Dunn Matthew R, Niu Hongqian, Li Didong, Emerson Marc A, Thompson Caroline A, Nichols Hazel B, Roberson Mya L, Wheeler Stephanie B, Hyslop Terry, Elston Lafata Jennifer, Troester Melissa A
Department of Epidemiology, University of North Carolina, Chapel Hill, North Carolina.
Lineberger Comprehensive Cancer Center, University of North Carolina, Chapel Hill, North Carolina.
Cancer Epidemiol Biomarkers Prev. 2025 Jul 1;34(7):1199-1209. doi: 10.1158/1055-9965.EPI-25-0011.
Geographic disparities in breast cancer outcomes exist. Few studies have examined community- and health system-level factors associated with care timeliness, an important measure of care quality.

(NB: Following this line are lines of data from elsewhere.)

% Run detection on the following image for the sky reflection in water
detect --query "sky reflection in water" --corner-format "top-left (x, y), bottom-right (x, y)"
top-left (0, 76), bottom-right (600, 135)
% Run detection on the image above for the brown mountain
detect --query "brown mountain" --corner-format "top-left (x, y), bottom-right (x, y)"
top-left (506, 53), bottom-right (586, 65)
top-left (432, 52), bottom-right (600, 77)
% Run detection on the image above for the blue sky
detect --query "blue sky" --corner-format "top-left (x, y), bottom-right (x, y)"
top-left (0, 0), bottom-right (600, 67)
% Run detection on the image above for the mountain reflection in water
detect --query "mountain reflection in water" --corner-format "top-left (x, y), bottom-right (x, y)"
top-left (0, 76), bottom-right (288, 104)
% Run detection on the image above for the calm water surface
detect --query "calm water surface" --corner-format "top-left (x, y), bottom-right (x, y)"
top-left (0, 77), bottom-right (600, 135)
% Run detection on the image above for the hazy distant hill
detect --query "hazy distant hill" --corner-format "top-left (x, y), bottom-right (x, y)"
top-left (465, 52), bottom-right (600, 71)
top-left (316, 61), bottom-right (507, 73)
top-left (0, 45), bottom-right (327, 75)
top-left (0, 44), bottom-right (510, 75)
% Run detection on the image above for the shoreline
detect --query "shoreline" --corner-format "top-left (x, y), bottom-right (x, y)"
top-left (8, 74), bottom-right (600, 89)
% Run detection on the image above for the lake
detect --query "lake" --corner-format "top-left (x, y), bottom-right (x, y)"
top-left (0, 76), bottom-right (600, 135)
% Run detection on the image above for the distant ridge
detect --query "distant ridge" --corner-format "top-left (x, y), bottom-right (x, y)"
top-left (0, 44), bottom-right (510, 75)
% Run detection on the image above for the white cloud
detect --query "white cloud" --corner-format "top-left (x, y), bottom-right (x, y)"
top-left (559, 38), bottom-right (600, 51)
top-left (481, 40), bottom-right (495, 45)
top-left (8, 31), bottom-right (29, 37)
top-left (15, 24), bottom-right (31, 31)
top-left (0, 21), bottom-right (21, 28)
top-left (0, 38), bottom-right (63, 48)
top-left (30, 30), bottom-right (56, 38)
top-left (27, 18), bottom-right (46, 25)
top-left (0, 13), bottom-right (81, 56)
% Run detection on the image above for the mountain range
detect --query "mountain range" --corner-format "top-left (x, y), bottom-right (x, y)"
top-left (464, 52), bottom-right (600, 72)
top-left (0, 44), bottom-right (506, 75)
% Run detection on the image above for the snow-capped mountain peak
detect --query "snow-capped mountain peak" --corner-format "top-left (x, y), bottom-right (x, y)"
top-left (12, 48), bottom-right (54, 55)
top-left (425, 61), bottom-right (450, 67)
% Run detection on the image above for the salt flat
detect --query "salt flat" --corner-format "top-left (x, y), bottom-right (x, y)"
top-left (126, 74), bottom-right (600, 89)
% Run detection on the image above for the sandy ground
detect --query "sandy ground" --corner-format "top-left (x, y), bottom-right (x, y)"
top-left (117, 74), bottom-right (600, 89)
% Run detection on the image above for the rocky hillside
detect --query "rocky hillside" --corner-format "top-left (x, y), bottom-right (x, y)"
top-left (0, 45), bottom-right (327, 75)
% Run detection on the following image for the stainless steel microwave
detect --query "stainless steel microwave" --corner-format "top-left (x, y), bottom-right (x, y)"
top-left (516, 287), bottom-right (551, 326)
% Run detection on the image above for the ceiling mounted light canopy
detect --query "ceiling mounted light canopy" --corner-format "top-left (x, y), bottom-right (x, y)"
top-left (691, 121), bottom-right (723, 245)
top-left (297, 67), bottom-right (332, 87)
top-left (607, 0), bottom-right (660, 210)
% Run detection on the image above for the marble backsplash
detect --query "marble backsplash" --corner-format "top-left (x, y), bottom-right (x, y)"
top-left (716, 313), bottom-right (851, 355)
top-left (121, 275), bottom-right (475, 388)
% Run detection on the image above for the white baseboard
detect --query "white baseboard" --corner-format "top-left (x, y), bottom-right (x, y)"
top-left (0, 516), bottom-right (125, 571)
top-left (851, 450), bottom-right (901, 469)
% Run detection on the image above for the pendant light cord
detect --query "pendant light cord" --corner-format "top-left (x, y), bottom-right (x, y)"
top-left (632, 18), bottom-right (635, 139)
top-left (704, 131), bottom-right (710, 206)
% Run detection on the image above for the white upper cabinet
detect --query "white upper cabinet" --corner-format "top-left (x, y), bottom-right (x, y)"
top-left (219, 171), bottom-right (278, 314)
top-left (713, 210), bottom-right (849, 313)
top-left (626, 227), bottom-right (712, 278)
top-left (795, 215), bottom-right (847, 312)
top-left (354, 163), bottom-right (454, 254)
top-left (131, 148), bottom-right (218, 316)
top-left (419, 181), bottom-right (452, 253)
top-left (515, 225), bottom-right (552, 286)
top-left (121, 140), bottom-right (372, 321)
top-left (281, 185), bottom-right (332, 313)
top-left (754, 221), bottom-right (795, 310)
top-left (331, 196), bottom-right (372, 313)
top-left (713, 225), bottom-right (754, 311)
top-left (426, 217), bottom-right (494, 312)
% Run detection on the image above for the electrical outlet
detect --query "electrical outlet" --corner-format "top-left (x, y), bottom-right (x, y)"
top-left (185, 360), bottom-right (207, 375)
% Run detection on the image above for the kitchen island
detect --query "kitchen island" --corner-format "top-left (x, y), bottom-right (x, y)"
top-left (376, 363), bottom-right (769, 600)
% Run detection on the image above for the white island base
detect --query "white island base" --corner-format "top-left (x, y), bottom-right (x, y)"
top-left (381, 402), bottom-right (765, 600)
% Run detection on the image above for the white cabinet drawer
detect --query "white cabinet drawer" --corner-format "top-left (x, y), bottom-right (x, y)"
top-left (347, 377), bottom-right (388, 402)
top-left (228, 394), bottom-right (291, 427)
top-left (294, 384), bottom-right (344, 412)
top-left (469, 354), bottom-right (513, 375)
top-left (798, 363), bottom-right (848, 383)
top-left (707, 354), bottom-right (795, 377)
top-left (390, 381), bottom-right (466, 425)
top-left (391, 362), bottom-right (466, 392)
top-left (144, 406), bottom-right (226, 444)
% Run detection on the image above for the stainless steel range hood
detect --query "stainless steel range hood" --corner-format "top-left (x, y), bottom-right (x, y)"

The Carolina Breast Cancer Study is a population-based cohort of 2,998 women with invasive breast cancer (2008-2013). Using latent class modeling, patients' census tracts of residence were characterized by healthcare accessibility and affordability. Centers for Medicare and Medicaid Services ratings were used to classify hospitals as low- or high-quality. Six timeliness outcomes were assessed: (i) lacking prediagnostic regular care, (ii) being underscreened, (iii) late-stage diagnosis, (iv) delayed treatment initiation, (v) prolonged treatment duration, and (vi) lacking receipt of Oncotype DX genomic testing. Associations of geographic accessibility, healthcare affordability, and hospital-level quality with care timeliness were evaluated with relative frequency differences (RFD) and 95% confidence intervals (CI).
Compared with "high-accessibility, high-affordability" census tracts, patients residing in "low-accessibility, low-affordability" areas were more likely to be underscreened (RFD = 18.7%, CI, 13.0, 24.3), have late-stage diagnosis (RFD = 6.2%, CI, 2.4, 10.1), and experience prolonged treatment (RFD = 6.9%, CI, 1.4, 12.3). "High-accessibility, low-affordability" areas had the highest frequency of treatment delay (RFD = 9.3%, CI, 3.9, 14.7). Initial surgery at a high-quality facility was associated with less delayed treatment (RFD = -3.9%, CI, -7.5, -0.4) and prolonged treatment (RFD = -5.9%, CI, -9.9, -1.9).
Community- and health system-level factors were associated with timely breast cancer care.
Policy efforts to improve access in communities should consider multiple dimensions of access, including geospatial accessibility and affordability.
乳腺癌治疗结果存在地区差异。很少有研究考察与医疗及时性相关的社区和卫生系统层面的因素,而医疗及时性是衡量医疗质量的一项重要指标。
卡罗来纳乳腺癌研究是一项基于人群的队列研究,纳入了2998例浸润性乳腺癌女性患者(2008 - 2013年)。采用潜在类别模型,根据医疗可及性和可负担性对患者的居住普查区进行特征描述。利用医疗保险和医疗补助服务中心的评级将医院分为低质量或高质量。评估了六个及时性结果:(i)缺乏诊断前的常规护理,(ii)筛查不足,(iii)晚期诊断,(iv)治疗开始延迟,(v)治疗持续时间延长,以及(vi)未接受Oncotype DX基因检测。采用相对频率差异(RFD)和95%置信区间(CI)评估地理可及性、医疗可负担性和医院层面质量与医疗及时性之间的关联。
与“高可及性、高可负担性”普查区相比,居住在“低可及性、低可负担性”地区的患者更有可能筛查不足(RFD = 18.7%,CI,13.0,24.3)、晚期诊断(RFD = 6.2%,CI,2.4,10.1)以及经历治疗持续时间延长(RFD = 6.9%,CI,1.4,12.3)。“高可及性、低可负担性”地区治疗延迟的频率最高(RFD = 9.3%,CI,3.9,14.7)。在高质量机构进行初次手术与较少的治疗延迟(RFD = -3.9%,CI,-7.5,-0.4)和治疗持续时间延长(RFD = -5.9%,CI,-9.9,-1.9)相关。
社区和卫生系统层面的因素与乳腺癌的及时治疗相关。
改善社区医疗可及性的政策措施应考虑可及性的多个维度,包括地理空间可及性和可负担性。